How a Writer who Doesn't Officially Exist Turned Me into a Crazed, Pinterest Party Mom


 
Erin Hunter does not exist.  I’m glad, because if she did, I’d probably hate her.  Hate is a strong word, I know, but as a wannabe author who has yet to have her first novel published, I cringe at the sight of entire library shelves full of books by a single author.  Now, I’m not talking about any author, big-name or otherwise, who has been writing for fifteen or twenty years or more.  I expect that within that length of time, any writer worth his or her weight in printer ink and cheap copy paper will have had the chance to churn out a volume or two.  John Grisham?  No bad feelings, there.  But I’m talking about Erin Hunter, who, starting in 2003, has written a semi-sized truck-load of books within a relatively short period of a few years.   Knowing what I do about how slow-going things can be in the publishing world, I couldn’t help feeling more than a little put out.  I mean, how the heck does any writer manage to publish a total of 53 novels, 16 manga, 6 “Field Guides” and 8 eBooks within a measly eleven years???

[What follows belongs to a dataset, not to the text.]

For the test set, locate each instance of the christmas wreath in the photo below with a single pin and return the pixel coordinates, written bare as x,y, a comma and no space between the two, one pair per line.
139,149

Well, in the case of Erin Hunter, I found I didn’t have to feel quite so intimidated.  Erin Hunter is the pen name of not one, but four writers who mainly live in England.  These four women, along with an editor, churn out the uber-popular “Warriors” series that initially caused me such angst. 

Whew.  Boy, was I relieved to learn that Erin was a fake!  Why?  First of all, because my daughter loves Erin’s (aka “her” x 4) books.  Second:  I secretly enjoy reading “Erin’s” books myself.  That’s why!    

Okay, so these books are about cats.  That’s right.  Warrior cats.  Laugh all you want.  I know I did the first time my then 3rd-grader brought her first Warriors book home.  In “Into the Wild,” Rusty the house cat leaves his comfortable home and joins with a “clan” of cats who live in the forest and becomes a warrior like the rest of them.  He ends up earning his “warrior name,” (Fireheart) and eventually ends up ruling his clan as leader, becoming Firestar.  Hoo boy.   Well, as cringe-worthy as this may sound, it’s really not all that bad.  Throughout the series, you meet many well-developed characters in the form of rather human-like “warrior kitties” as I like to call them.  These kitties tell stories about courage, survival, betrayal, trust, loyalty, good and evil, and learning to believe in yourself.  You even get a few not overly gag-inducing love stories that ring true.  And, there are more than enough fight scenes for any reader who craves action. 

All I can say is that the books are well-written, and they’re written by someone(ahem, plural) with an obvious affinity for nature, all things feline, a love of mythology and an interest in the spiritual beliefs of early cultures who prayed to their ancestors and sought direction from the stars.  If your child wants to give the books a try, the Warriors series just might be what gets him or her hooked on reading.

Here’s where my life turned all Pinterest-y. 

My fifth-grader is still hooked on her beloved warrior kitty cats.  I swore I’d never do it, but…I did.  I turned into the crazy, Pinterest Party Mom who planned her child’s birthday bash with a theme, down to the last detail.  Hence, the “fresh kill pile,” the “moon pool water,” (which won’t make sense unless you’ve read the books), the strawberry mice, the goldfish and the pile of “bones,” along with the cake decorated with warrior cat clan symbols.  Wow.  I’m so embarrassed.

But my daughter loved it.  And I love her, which is why I did all this in the first place.  And I don’t hate Erin Hunter, as much as I’d like to, since she’s four writers, (plus editor), not one. 

All this got me to thinking.  Why not a party for myself, or my husband, based on some of our favorite books?  Next year, I’m voting for Harry Potter-themed party.  Bring on the butterbeer!